My best ever game where I killed 5 Mech including 2 Dire wolves, a Highlander, an Atlas and a Centurion (3 kill most damage, 2 Solo kills, 6 assist) in a Firestarter A I got about 670 damage.
damage alone proves little but that you pulled your weight, kills show you fired the last shot to finish off a Mech, I have had a game where I have got a kill and died with 0 damage done, I walked around a corner, fired a laser, a Mech died, then I died from focused fire, you can even be instrumental to a win with 0 kills, less than 100 damage (e.g. a well placed UAV can turn the tide in a match, or ECM cover can be vital if you spawn on Caustic with a team full of slow, long range builds while the enemy have a lot of LRM boats, or can cover your team allowing them to get into a better position unnoticed, even a light harasser who does a strafing run at the enemy backs "convincing" half the enemy team to turn around and shoot at it while the rest of your team walks around the corner and opens up there exposed backs, if the light dies with 10 damage done it could have won your team the match).

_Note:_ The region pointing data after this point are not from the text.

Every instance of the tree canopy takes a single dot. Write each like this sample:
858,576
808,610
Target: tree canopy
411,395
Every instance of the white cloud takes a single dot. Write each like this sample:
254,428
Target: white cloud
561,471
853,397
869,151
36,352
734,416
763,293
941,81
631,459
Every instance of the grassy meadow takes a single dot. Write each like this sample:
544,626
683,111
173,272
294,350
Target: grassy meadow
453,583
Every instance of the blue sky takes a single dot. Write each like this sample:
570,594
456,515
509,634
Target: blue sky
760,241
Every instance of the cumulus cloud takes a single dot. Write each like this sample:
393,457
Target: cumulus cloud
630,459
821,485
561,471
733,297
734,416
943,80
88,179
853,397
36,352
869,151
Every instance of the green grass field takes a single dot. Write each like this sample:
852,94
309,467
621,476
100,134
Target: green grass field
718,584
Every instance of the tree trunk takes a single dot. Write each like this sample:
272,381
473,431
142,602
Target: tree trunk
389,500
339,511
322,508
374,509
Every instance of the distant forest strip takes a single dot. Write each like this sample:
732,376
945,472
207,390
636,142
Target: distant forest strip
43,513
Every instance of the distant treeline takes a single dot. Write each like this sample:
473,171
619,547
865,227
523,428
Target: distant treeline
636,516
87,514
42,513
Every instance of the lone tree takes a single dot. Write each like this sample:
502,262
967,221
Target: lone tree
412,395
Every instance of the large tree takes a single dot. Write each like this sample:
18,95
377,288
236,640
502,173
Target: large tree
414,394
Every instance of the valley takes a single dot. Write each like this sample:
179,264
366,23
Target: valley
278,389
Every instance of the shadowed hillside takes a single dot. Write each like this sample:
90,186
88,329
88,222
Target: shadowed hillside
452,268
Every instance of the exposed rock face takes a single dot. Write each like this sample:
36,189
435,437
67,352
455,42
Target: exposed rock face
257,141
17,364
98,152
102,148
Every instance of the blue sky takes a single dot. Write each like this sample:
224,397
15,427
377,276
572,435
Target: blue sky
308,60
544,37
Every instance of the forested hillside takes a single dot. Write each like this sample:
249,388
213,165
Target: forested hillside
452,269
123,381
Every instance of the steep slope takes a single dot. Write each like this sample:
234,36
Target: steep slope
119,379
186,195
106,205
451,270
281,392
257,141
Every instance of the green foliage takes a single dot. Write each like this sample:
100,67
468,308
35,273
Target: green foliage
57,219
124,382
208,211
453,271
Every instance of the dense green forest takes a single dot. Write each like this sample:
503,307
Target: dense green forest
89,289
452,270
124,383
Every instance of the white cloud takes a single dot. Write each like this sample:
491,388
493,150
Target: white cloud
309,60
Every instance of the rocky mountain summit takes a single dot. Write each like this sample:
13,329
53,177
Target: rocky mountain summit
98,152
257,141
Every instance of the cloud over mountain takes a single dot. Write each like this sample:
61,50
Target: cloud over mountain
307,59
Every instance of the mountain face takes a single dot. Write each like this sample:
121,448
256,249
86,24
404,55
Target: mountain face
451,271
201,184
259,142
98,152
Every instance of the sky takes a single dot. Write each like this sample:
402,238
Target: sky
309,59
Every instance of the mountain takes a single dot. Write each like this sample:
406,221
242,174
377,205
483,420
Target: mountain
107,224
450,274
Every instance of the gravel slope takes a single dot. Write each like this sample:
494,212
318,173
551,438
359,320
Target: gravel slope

All true, though as you said, a bit off topic. Also, on damage as a metric for value, I feel that while it can and must be one, it also must not be the only one. In fact, the best indicator of how much you helped the team in my opinion is the kill most damage award, not that it shows these to the team at the end of a match. Sure, you can sandblast enemies and be likely to get it, but if you're sandblasting enough that you get most damage, you did your part imho.
One final word. I like LRMs. Not to shoot, but having them on my team. LRM rain on someone I'm shooting tends to prevent them from hitting me at all very well, and in a Locust extra misses are kind of a big deal.
Edited by Tim East, 23 March 2015 - 06:32 AM.